We learn little about Fabian in Twelfth Night, beyond the fact that he’s a quick-witted, good-natured servant, as fond as Toby and Maria of a good joke but rather more restrained in his pursuit of such pleasures. He’s introduced into the action rather late, and for the most part he comments on the plots which others have set in motion, rather than directly participating. He does try to quiet Toby’s and Andrew’s out-of-bounds behavior in the garden scene, however, and he obviously enjoys tormenting poor “Cesario” in the duel scene. In the end, he bravely and responsibly takes much of the blame for the Malvolio plot onto himself-yet we can be sure that Olivia, knowing Toby’s tendencies as a plotter, will not blame the basically innocent Fabian too harshly at all.

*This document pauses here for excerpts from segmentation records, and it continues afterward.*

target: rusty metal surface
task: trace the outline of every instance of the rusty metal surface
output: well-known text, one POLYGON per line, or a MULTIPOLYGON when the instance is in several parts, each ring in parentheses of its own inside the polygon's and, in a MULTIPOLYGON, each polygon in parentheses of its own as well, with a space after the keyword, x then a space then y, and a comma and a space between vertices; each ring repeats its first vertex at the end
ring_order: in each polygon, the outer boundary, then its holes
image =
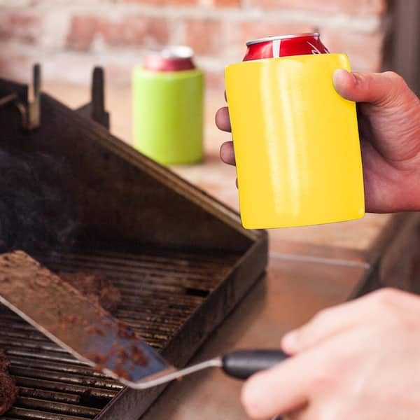
POLYGON ((77 358, 125 384, 172 371, 127 324, 22 251, 0 254, 0 302, 77 358))
MULTIPOLYGON (((178 367, 186 363, 215 323, 256 280, 247 284, 240 269, 241 258, 234 253, 215 257, 162 251, 36 255, 53 271, 83 270, 108 278, 122 295, 116 317, 178 367), (239 279, 246 288, 242 294, 241 286, 234 286, 239 279)), ((249 271, 246 265, 243 270, 249 271)), ((163 389, 145 393, 124 388, 5 308, 0 308, 0 348, 6 351, 20 388, 7 419, 110 419, 122 414, 125 420, 137 419, 163 389)))
MULTIPOLYGON (((15 92, 27 104, 27 91, 0 79, 1 96, 15 92)), ((182 368, 264 272, 266 232, 244 229, 236 211, 84 115, 41 97, 36 130, 22 130, 15 108, 1 107, 1 148, 18 159, 38 157, 37 183, 59 190, 57 214, 74 215, 78 231, 71 248, 64 242, 72 253, 33 256, 52 270, 110 279, 123 298, 116 318, 182 368)), ((46 229, 56 232, 49 222, 46 229)), ((0 347, 24 393, 8 418, 137 420, 164 388, 121 387, 0 312, 0 347)))

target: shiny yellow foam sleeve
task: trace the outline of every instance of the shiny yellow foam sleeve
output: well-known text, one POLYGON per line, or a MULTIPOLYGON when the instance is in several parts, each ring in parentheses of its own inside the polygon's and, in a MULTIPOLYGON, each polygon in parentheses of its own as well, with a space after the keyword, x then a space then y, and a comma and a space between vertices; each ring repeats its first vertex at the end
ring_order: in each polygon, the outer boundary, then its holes
POLYGON ((302 226, 365 214, 356 104, 332 83, 344 54, 226 67, 242 224, 302 226))

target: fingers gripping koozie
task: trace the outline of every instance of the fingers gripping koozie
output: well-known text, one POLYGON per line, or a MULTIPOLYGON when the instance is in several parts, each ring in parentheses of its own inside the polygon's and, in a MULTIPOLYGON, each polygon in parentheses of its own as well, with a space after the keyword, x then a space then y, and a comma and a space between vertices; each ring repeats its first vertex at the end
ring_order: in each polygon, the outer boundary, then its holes
POLYGON ((332 83, 344 54, 228 66, 226 92, 242 224, 302 226, 364 216, 356 104, 332 83))

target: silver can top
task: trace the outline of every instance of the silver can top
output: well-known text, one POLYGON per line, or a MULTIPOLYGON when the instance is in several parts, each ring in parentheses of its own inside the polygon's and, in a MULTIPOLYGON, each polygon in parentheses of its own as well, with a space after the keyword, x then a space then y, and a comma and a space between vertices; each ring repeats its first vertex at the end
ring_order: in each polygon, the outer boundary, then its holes
POLYGON ((281 39, 290 39, 291 38, 300 38, 301 36, 319 36, 318 32, 304 32, 303 34, 293 34, 291 35, 280 35, 279 36, 267 36, 266 38, 260 38, 259 39, 253 39, 246 43, 246 46, 252 46, 262 42, 268 42, 269 41, 279 41, 281 39))

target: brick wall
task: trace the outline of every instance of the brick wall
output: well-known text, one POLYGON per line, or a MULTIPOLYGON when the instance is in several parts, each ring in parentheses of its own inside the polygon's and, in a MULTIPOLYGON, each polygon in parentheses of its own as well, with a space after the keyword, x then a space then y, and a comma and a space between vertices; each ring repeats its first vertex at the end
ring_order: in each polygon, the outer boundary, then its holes
POLYGON ((27 80, 38 61, 44 78, 88 83, 101 64, 127 83, 148 50, 187 44, 220 88, 247 40, 314 29, 354 69, 378 70, 388 15, 386 0, 0 0, 0 76, 27 80))

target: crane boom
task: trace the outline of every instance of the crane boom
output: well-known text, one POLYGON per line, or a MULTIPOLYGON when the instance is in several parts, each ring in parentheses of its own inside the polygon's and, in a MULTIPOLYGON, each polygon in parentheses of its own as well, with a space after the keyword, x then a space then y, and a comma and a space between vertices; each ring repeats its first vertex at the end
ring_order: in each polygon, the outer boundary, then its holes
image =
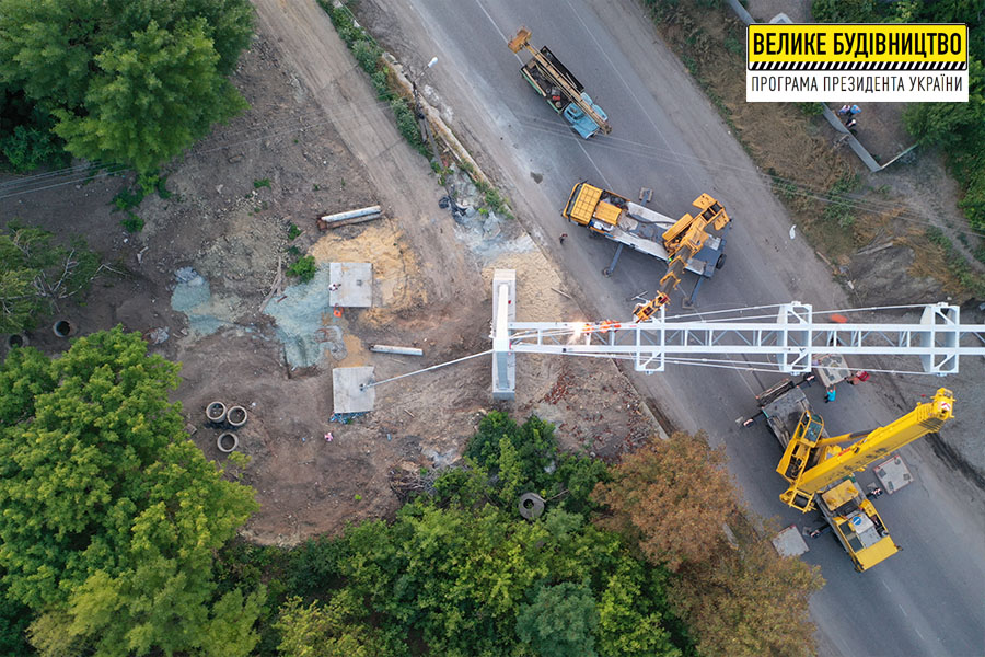
POLYGON ((939 430, 953 417, 953 410, 954 394, 941 388, 932 401, 918 404, 884 427, 835 438, 823 438, 824 422, 811 411, 804 411, 776 469, 790 483, 780 499, 801 511, 811 510, 819 492, 853 472, 865 470, 876 459, 939 430), (841 442, 859 437, 848 447, 838 447, 841 442))
POLYGON ((797 301, 700 316, 668 316, 662 307, 646 322, 518 322, 515 272, 496 273, 494 299, 507 295, 510 315, 494 304, 495 399, 512 399, 510 377, 517 354, 524 351, 622 358, 648 373, 665 371, 668 364, 691 364, 797 374, 809 372, 824 355, 892 355, 918 358, 924 373, 941 377, 958 373, 961 356, 985 356, 985 324, 962 324, 961 309, 948 303, 914 307, 922 310, 918 320, 896 322, 819 321, 815 315, 830 313, 797 301))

All we know of the Sea Captain who rescued Viola is that he was kind and friendly, introducing the girl as a page to Orsino, and keeping both her secret and her clothes for the length of her stay at court as “Cesario.” As for Orsino’s gentlemen, Curio and Valentine, they are the usual courtly servants, elegant, polite and ever anxious for their ruler’s best advantage in the world, as well as for the slightest marks of personal favor from him to themselves.